Action: Bullitt (1968), The Killer Elite (1975) & Breakout (1975)
Despite being the best part of sixty years old and having no action in its first twenty minutes, Bullitt still feels fresh and unusual. It might be famed for its superb, eleven-minute car chase, but I take as much pleasure in its taut, understated feel.
The lack of shouty stuff is notable, especially during the tense interplay between craggy cop Steve McQueen and the supremely confident politician Robert Vaughan (“You work your side of the street and I’ll work mine” and “Integrity is something we sell the public.”) Duvall plays an astute cabbie, although in truth he’s barely in this one. You still get to see him share screen time with a never better McQueen, though.
Duvall underlined his class with another tremendous performance in 1974’s Godfather II, its success prompting him to reunite with Caan in Peckinpah’s atrocious, San Francisco-set Killer Elite. By now Bloody Sam was out of favor and stumbling through a blizzard of cocaine, but at least he managed to come up with a reasonable opening fifteen minutes in which the wisecracking, prank-playing CIA operatives Caan and Duvall party in a whorehouse before Duvall turns treacherous. “You just retired,” he tells his former buddy after putting a bullet in an elbow and knee. “Enjoy it.”

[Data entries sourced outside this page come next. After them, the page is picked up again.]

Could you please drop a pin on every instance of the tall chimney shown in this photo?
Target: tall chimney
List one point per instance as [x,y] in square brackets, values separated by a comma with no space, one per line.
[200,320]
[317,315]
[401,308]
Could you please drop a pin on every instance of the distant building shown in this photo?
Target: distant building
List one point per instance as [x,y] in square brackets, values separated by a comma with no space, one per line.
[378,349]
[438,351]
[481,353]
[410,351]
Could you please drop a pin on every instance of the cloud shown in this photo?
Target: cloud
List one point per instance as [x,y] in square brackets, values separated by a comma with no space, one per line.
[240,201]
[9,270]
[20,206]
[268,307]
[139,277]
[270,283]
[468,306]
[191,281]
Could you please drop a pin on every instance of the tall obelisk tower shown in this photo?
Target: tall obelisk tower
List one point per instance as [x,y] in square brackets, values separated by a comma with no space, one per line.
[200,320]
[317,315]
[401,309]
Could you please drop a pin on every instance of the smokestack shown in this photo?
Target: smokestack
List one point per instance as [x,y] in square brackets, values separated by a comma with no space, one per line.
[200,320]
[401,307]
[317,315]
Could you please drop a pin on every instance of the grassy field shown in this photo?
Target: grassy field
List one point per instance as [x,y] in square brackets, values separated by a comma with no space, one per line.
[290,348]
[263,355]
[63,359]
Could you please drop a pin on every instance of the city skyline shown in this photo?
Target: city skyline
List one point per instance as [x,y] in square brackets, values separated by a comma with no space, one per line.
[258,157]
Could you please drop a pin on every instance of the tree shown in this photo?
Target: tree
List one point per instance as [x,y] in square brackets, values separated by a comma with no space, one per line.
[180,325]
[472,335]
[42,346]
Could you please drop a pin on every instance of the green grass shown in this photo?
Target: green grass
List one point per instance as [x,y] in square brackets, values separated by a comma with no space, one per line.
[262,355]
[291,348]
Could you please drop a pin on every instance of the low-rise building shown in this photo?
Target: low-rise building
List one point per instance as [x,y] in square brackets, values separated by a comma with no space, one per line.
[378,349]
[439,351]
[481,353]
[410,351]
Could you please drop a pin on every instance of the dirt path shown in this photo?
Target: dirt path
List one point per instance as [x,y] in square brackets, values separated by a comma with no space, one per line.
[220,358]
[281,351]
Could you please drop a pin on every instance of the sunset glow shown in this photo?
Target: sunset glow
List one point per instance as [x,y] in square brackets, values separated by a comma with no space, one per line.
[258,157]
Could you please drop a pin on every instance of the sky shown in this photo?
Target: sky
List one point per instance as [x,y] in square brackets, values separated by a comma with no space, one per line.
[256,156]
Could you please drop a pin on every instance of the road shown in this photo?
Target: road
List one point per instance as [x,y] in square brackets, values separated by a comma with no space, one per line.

Elite then dies for about an hour as Duvall ducks out, leaving the flick to grow increasingly murky, introduce an Asian component and develop an understated but awkward sense of humor. The cane-wielding Caan starts training in the martial arts (even though he’s been told his damaged leg will remain a ‘wet noodle’) and manages to attract the attention of a Taiwanese hottie. When she tells him she’s a virgin, he replies: “Look, kid, I don’t want this to sound too harsh, but to tell you the truth, I really don’t give a shit, all right?”
And that’s a good example of the odd, unsatisfactory scenes that pepper this talky turkey as we wait for Caan and Duvall’s final showdown while Peckinpah (of all people) pushes us ever closer to chopsocky nonsense. Duvall is lost at sea, having to utter such execrable lines as: “You people may be black belts or whatever, but if they get in my way they’ll end up black and blue or DOA.” And just when you think this mess is finally over, it carries on for another twenty minutes. Sigh. At least you get to see the professional slob Burt Young (Rocky’s Paulie) take on a ninja.
Duvall continued his dud year of 1975 by teaming up with Bronson in the plodding, PG-rated Breakout. Dearie me, I sense this one was an attempt to give an unarmed Chuck a softer image, but it’s a bit of a groan-inducer involving a man in drag getting beaten up, corrupt Mexicans, a lady repeatedly making rape jokes and the reliably awful Jill Ireland. Anyhow, Duvall gets wrongly banged up for murder (by his powerful granddad in a development I couldn’t grasp) and bush pilot Bronson is hired to bust him out.
Breakout has too many illogical scenes, although at least Ireland keeps up interest levels by changing her hairdo halfway through. A bewigged Duvall has nothing to do except look miserable in one of his most forgettable outings. Somehow, though, this one made money.